Deux « humanités ». La citoyenneté accordée à Sophia redéfinit les contours de la notion d’humanité. Cette imitation du réel semble masquer une problématique anthropologique plus profonde : la place de l’Homme en société, et par extension sa place dans l’univers. En devenant lui-même créateur, se prend-il pour un dieu ? Avons-nous là les prémisses d’une société où homo sapiens ne serait plus seul à gouverner notre planète et partager le pouvoir avec d’autres espèces artificielles à l’apparence humaine ? Ou carrément se scinder en deux « humanités » distinctes ?

En réalité, les capacités techniques que l’intelligence artificielle offre à Sophia sont bien inférieures aux annonces de ses concepteurs. Sophia, loin de penser de manière autonome, ne semble être qu’une imitation du réel. La technologie existante et les aptitudes de Sophia nous renvoient davantage vers un principe visant à calquer l’homme, ses actions et ses émotions, sans son souffle de vie. Cet anthropomorphisme est au cœur des réflexions sur l’intelligence artificielle depuis le début du XXIe siècle. Elle était par exemple l’objet du film I, Robot (2004) où le personnage joué par Will Smith dénonce la tendance à vouloir rapprocher les robots le plus possible des humains.

Les robots humanoïdes représentent de toute façon une part minime de la robotique. La priorité des chercheurs n’est pas tellement de singer l’homme mais de concevoir des machines intelligentes qui peuvent faciliter son quotidien, le décharger des tâches ingrates et lui permettre de se libérer du temps au profit de sa vie sociale.
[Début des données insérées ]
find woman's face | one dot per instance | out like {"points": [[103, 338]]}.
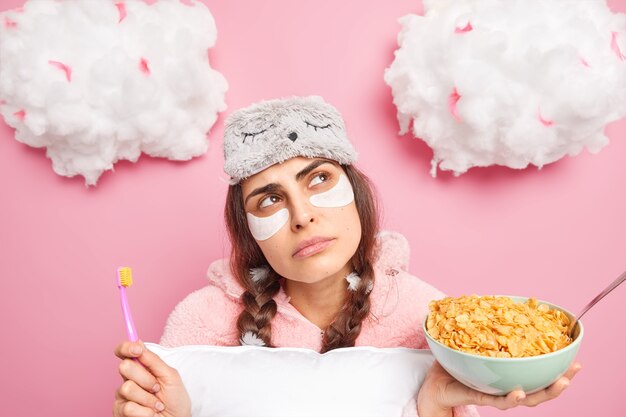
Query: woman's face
{"points": [[303, 216]]}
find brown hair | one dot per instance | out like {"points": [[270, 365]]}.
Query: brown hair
{"points": [[258, 297]]}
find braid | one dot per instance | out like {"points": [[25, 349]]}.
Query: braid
{"points": [[259, 307], [346, 327]]}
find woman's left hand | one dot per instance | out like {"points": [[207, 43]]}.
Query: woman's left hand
{"points": [[440, 392]]}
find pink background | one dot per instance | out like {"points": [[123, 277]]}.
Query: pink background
{"points": [[556, 234]]}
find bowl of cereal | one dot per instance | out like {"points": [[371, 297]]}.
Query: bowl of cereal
{"points": [[496, 344]]}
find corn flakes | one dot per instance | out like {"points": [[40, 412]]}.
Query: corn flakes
{"points": [[497, 326]]}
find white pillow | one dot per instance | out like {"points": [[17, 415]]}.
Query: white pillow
{"points": [[251, 381]]}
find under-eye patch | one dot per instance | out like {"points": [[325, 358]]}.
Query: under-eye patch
{"points": [[314, 126], [262, 228]]}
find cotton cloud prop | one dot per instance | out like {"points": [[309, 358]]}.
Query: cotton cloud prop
{"points": [[99, 81], [509, 82]]}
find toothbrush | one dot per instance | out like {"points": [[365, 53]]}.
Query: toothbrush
{"points": [[124, 280]]}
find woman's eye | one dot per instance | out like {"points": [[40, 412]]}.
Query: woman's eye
{"points": [[268, 201], [318, 179]]}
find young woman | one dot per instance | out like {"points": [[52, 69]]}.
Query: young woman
{"points": [[308, 266]]}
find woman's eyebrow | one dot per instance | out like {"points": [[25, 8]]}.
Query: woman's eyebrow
{"points": [[310, 168], [272, 187]]}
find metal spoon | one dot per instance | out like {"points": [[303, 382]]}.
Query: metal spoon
{"points": [[593, 302]]}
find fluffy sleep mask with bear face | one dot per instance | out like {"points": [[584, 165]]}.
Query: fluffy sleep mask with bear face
{"points": [[273, 131]]}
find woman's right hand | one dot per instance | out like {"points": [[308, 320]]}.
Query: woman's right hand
{"points": [[154, 389]]}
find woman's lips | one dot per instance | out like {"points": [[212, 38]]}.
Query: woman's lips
{"points": [[313, 248]]}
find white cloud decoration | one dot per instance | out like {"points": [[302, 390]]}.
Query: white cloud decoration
{"points": [[509, 82], [95, 82]]}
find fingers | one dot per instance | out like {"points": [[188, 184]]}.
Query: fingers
{"points": [[133, 393], [512, 399], [131, 370], [573, 370], [152, 362], [123, 408], [129, 349]]}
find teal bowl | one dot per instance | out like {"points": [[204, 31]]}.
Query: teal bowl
{"points": [[499, 376]]}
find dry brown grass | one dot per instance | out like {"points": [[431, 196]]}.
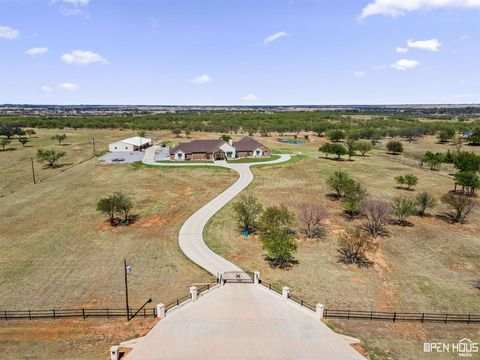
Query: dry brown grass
{"points": [[429, 266]]}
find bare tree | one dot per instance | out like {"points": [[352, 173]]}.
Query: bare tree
{"points": [[353, 246], [461, 205], [376, 214], [312, 219]]}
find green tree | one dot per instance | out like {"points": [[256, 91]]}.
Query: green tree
{"points": [[248, 210], [49, 156], [4, 142], [280, 247], [59, 138], [108, 206], [461, 205], [363, 146], [434, 160], [394, 147], [123, 204], [468, 180], [339, 182], [403, 208], [353, 246], [411, 181], [354, 195], [30, 132], [400, 179], [424, 201], [474, 139], [276, 217], [467, 161], [445, 135], [23, 141], [336, 135]]}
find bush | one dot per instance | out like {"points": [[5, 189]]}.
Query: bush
{"points": [[461, 206], [376, 215], [402, 209], [248, 210], [49, 156], [339, 182], [394, 147], [353, 246], [424, 201], [312, 219], [363, 146]]}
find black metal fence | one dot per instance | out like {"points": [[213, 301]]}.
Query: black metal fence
{"points": [[74, 313], [86, 313], [383, 316], [401, 316]]}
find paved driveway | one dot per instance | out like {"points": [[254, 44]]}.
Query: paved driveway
{"points": [[191, 234]]}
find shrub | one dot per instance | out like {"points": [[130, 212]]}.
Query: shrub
{"points": [[280, 247], [49, 156], [376, 215], [312, 218], [424, 201], [394, 147], [248, 210], [353, 246], [339, 182], [363, 146], [402, 209], [461, 206]]}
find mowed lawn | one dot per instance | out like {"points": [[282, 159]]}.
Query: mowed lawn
{"points": [[57, 251], [429, 266]]}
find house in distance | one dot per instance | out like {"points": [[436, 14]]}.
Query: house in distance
{"points": [[135, 143], [219, 150]]}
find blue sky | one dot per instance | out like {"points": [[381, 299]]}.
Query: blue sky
{"points": [[247, 52]]}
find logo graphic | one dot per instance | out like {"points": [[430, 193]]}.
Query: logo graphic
{"points": [[465, 348]]}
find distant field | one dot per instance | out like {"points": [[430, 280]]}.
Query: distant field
{"points": [[427, 267], [57, 251]]}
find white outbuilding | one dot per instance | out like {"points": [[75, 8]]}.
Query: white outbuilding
{"points": [[135, 143]]}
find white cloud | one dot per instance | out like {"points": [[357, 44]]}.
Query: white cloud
{"points": [[401, 7], [430, 45], [274, 37], [36, 51], [68, 87], [249, 97], [202, 79], [405, 64], [6, 32], [83, 57], [72, 12], [73, 2]]}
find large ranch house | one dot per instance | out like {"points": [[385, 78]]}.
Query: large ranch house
{"points": [[219, 150]]}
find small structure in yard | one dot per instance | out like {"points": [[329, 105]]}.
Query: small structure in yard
{"points": [[219, 150], [135, 143]]}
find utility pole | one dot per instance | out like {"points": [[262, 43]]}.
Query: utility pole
{"points": [[126, 289], [33, 172]]}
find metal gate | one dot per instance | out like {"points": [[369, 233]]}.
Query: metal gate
{"points": [[236, 277]]}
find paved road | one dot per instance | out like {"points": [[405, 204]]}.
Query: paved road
{"points": [[191, 234]]}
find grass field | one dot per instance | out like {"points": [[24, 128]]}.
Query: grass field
{"points": [[57, 251], [429, 266]]}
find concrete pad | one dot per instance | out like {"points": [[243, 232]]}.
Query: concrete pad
{"points": [[243, 321]]}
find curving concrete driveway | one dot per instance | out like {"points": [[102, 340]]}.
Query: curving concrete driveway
{"points": [[191, 234]]}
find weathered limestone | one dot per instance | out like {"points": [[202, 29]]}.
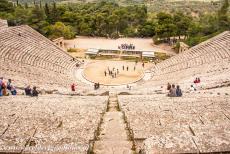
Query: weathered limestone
{"points": [[46, 123], [114, 137], [27, 57], [190, 124]]}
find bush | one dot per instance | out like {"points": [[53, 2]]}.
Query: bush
{"points": [[72, 50]]}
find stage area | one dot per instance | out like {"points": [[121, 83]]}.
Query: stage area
{"points": [[98, 71]]}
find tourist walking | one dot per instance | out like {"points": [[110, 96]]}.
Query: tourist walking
{"points": [[28, 91], [172, 91], [178, 91], [73, 87], [35, 92], [105, 73]]}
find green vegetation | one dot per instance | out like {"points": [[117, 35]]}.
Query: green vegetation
{"points": [[72, 50], [109, 19]]}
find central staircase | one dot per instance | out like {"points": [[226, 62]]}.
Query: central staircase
{"points": [[114, 137]]}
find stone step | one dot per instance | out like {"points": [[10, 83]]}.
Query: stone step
{"points": [[113, 147]]}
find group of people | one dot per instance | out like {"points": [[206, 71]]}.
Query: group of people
{"points": [[174, 91], [127, 46], [6, 88], [31, 92], [113, 73], [196, 82]]}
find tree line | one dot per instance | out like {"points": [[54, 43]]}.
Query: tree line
{"points": [[108, 19]]}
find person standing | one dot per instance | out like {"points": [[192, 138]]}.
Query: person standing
{"points": [[35, 92], [143, 64], [178, 91], [105, 73], [73, 87], [172, 91]]}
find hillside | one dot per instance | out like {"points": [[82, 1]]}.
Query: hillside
{"points": [[194, 6]]}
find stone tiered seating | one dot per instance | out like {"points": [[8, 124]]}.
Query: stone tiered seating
{"points": [[28, 57], [209, 60], [3, 23], [191, 124], [49, 121], [215, 49]]}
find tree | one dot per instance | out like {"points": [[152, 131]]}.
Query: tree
{"points": [[182, 23], [59, 29], [6, 6], [224, 21], [165, 27], [37, 19]]}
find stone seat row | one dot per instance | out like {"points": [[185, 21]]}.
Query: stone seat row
{"points": [[202, 119], [213, 50], [50, 121]]}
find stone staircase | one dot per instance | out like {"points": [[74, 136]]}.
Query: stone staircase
{"points": [[114, 137]]}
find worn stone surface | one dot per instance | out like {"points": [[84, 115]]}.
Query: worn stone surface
{"points": [[113, 138]]}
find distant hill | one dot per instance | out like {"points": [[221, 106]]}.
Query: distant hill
{"points": [[189, 6]]}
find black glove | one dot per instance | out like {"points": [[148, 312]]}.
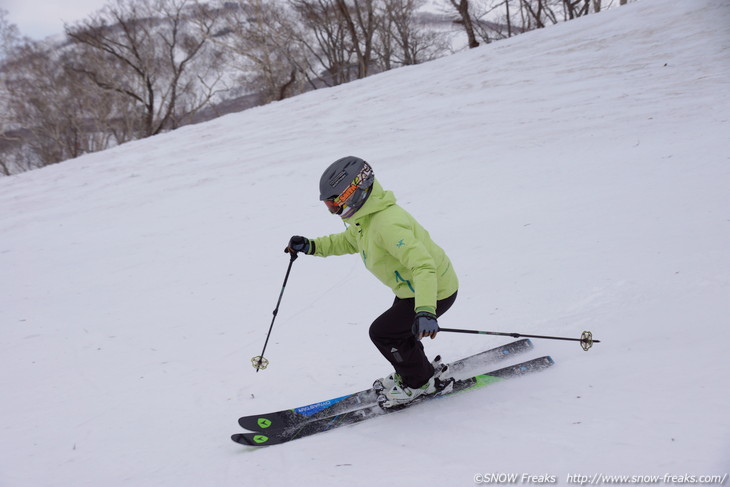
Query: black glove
{"points": [[425, 325], [298, 244]]}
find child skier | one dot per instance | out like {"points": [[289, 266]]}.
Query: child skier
{"points": [[399, 252]]}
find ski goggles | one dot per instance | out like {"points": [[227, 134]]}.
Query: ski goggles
{"points": [[336, 204]]}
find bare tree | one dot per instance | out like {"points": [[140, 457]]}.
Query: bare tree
{"points": [[55, 115], [143, 50], [401, 39], [462, 6], [257, 35], [362, 22]]}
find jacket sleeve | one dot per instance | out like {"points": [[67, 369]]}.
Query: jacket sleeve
{"points": [[335, 244], [401, 242]]}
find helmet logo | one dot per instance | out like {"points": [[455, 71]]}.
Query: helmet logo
{"points": [[336, 180]]}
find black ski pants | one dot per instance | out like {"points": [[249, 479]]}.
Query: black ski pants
{"points": [[391, 333]]}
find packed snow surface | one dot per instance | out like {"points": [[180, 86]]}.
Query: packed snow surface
{"points": [[578, 177]]}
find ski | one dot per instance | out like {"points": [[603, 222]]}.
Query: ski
{"points": [[291, 417], [321, 425]]}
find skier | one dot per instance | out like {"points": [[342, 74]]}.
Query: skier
{"points": [[399, 252]]}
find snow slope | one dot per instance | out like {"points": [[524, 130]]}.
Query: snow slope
{"points": [[578, 176]]}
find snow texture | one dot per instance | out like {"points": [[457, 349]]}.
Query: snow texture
{"points": [[579, 178]]}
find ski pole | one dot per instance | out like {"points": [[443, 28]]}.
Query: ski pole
{"points": [[259, 362], [586, 339]]}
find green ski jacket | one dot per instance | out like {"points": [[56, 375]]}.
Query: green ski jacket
{"points": [[396, 249]]}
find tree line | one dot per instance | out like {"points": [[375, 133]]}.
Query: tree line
{"points": [[137, 68]]}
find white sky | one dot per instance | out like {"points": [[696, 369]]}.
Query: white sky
{"points": [[38, 19]]}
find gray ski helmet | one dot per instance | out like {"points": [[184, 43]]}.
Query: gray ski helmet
{"points": [[346, 185]]}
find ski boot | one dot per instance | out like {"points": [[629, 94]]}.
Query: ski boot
{"points": [[393, 394]]}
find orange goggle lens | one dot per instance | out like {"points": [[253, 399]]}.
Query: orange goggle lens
{"points": [[332, 206]]}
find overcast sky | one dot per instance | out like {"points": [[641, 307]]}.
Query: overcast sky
{"points": [[38, 19]]}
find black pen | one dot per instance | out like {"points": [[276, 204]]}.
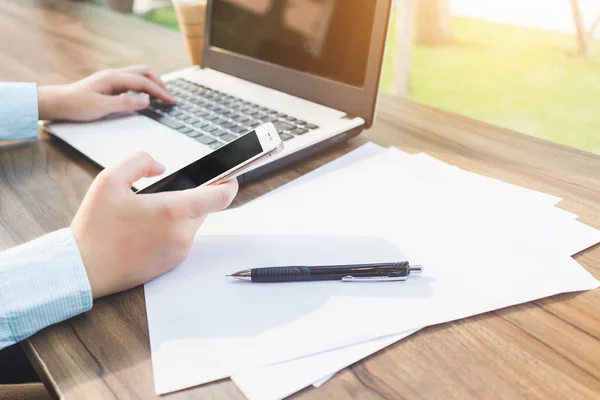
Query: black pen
{"points": [[380, 272]]}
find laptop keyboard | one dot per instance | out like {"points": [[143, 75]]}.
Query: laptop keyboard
{"points": [[214, 118]]}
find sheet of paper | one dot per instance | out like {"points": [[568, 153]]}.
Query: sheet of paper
{"points": [[240, 326], [274, 381], [279, 381]]}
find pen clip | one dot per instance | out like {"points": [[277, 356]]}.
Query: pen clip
{"points": [[350, 278]]}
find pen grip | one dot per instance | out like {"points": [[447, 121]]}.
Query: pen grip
{"points": [[281, 274]]}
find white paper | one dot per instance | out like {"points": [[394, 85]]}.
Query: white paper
{"points": [[280, 380], [361, 214]]}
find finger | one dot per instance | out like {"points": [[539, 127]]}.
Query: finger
{"points": [[121, 82], [125, 102], [197, 203], [145, 71], [134, 168]]}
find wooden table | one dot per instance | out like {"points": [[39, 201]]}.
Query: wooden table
{"points": [[540, 350]]}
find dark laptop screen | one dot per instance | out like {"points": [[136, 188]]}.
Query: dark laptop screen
{"points": [[328, 38]]}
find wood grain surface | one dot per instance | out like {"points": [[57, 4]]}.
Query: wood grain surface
{"points": [[548, 349]]}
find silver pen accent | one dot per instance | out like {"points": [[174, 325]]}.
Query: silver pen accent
{"points": [[245, 275]]}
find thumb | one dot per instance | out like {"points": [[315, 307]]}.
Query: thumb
{"points": [[197, 203], [135, 167], [126, 102]]}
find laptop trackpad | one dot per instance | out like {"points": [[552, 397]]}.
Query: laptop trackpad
{"points": [[110, 140]]}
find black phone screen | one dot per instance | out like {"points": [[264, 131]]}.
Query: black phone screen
{"points": [[210, 166]]}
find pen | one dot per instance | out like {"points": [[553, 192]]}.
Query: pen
{"points": [[379, 272]]}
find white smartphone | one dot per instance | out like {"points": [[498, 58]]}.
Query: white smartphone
{"points": [[226, 162]]}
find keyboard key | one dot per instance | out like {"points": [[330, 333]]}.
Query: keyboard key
{"points": [[239, 129], [228, 137], [283, 126], [202, 113], [210, 129], [205, 139], [219, 132], [194, 134], [221, 111], [298, 131]]}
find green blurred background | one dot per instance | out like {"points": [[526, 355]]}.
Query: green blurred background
{"points": [[524, 78]]}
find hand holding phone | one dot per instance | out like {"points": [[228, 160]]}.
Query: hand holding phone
{"points": [[225, 163]]}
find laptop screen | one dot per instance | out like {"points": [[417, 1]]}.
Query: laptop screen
{"points": [[327, 38]]}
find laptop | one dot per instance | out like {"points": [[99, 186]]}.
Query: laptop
{"points": [[311, 67]]}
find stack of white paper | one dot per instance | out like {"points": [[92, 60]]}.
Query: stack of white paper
{"points": [[485, 244]]}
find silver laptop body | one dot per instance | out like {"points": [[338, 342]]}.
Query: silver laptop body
{"points": [[311, 67]]}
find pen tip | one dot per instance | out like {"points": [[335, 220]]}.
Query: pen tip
{"points": [[416, 269]]}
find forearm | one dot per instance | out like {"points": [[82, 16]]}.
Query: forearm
{"points": [[18, 111], [41, 283], [52, 102]]}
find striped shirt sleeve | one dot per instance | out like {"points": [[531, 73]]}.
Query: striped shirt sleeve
{"points": [[41, 283], [18, 111]]}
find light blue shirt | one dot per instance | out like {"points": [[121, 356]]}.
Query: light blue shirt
{"points": [[44, 281]]}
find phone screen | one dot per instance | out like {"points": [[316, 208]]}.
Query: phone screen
{"points": [[210, 166]]}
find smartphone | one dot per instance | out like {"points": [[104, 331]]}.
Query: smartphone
{"points": [[225, 163]]}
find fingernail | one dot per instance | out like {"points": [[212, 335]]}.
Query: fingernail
{"points": [[142, 100]]}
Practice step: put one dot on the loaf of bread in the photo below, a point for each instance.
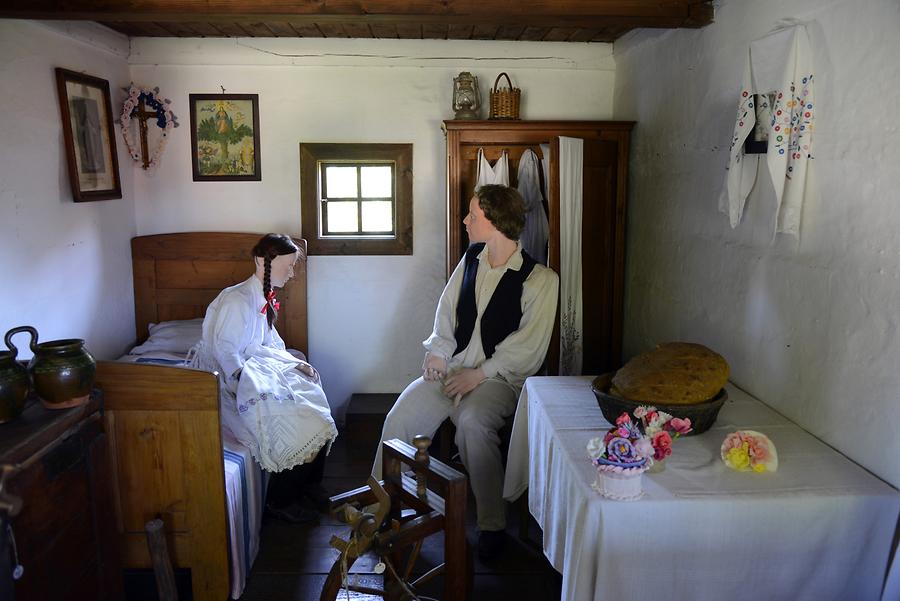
(674, 373)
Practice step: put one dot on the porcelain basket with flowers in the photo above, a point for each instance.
(630, 447)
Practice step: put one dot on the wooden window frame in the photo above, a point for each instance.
(312, 155)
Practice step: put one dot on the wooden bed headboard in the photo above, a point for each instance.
(176, 276)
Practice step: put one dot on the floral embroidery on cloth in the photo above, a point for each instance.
(781, 65)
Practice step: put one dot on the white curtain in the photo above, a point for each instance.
(571, 162)
(537, 230)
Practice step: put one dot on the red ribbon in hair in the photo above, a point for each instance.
(270, 300)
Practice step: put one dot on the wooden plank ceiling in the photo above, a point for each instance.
(526, 20)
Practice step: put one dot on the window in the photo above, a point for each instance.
(356, 199)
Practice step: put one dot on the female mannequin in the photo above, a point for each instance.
(272, 401)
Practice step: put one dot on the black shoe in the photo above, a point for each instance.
(294, 514)
(317, 497)
(491, 544)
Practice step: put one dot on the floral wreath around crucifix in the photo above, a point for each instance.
(145, 104)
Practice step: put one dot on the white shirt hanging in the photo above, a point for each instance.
(781, 63)
(537, 229)
(498, 174)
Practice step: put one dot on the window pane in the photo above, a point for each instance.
(376, 182)
(342, 217)
(340, 182)
(377, 216)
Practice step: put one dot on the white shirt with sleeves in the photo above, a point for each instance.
(280, 414)
(521, 353)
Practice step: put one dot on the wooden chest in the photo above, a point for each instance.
(65, 534)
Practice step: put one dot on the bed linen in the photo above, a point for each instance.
(245, 488)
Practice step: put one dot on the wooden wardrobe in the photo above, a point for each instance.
(603, 214)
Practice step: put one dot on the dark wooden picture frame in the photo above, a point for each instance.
(86, 113)
(224, 139)
(757, 141)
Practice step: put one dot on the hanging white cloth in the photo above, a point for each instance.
(571, 173)
(545, 165)
(537, 229)
(498, 174)
(781, 63)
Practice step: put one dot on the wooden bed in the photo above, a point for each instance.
(163, 422)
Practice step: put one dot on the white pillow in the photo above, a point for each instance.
(171, 337)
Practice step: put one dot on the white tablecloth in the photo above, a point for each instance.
(821, 527)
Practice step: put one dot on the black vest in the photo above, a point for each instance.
(504, 311)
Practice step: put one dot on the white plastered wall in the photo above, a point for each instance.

Il ne s’agit donc pas de tomber dans le fantasme du remplacement de l’homme par le robot ni dans la peur désinformée de l’inconnu. Il faut nous préparer au changement, à cette nouvelle révolution industrielle. La transformation technologique engagée par le développement exponentiel de l’intelligence artificielle est inéluctable. Le cas de Sophia doit alors nous amener à réfléchir sur l’évolution législative et réglementaire relative à l’intelligence artificielle. Comment assurer la mutation du monde du travail ? Comment protéger l’éthique humaine ? Comment familiariser tout le monde à l’utilisation de l’intelligence artificielle ? Quelle est la feuille de route à suivre pour valoriser les atouts économiques de la France dans ce domaine ? Quel est le rôle de l’Etat dans un monde où règne l’intelligence artificielle ?

Scénario absurde. Il est important pour nous, hommes politiques, de donner des réponses à ces interrogations au risque de voir sinon des humains se sentir considérés comme « sous-hommes » ou déposséder de leur dignité humaine face à l’arrivée des robots. L’homme et l’intelligence artificielle sont complémentaires plutôt qu’en compétition. N’oublions pas que c’est l’homme qui crée la puissance de la machine et que c’est lui qui décide de la façon de l’employer. On l’a bien vu avec les smartphones et toutes leurs applications intelligentes. Bien entendu, une adaptation réciproque entre l’homme et la machine est nécessaire.

Une chose est en tout cas absolument sûre : il y aura toujours des compétences cognitives que l’intelligence artificielle ne sera pas capable d’avoir. Je pense à la créativité. J’ai découvert le premier scénario écrit par un robot, Sunspring d’Oscar Sharp, lors de l’exposition Artistes et robots au Grand Palais. Le scénario est plus qu’étrange, il est absurde, et pourtant le robot-scénariste a ingéré des dizaines de films. Je pense évidemment aux interactions sociales, à la chaleur humaine et à l’amour. Je pense enfin à la conscience qu’un être a de lui-même, des autres et de la condition humaine.

En un mot, ce n’est pas Sophia qui va changer le monde par elle-même mais l’intelligence artificielle dont elle est la représentation la plus tangible aux yeux de tous.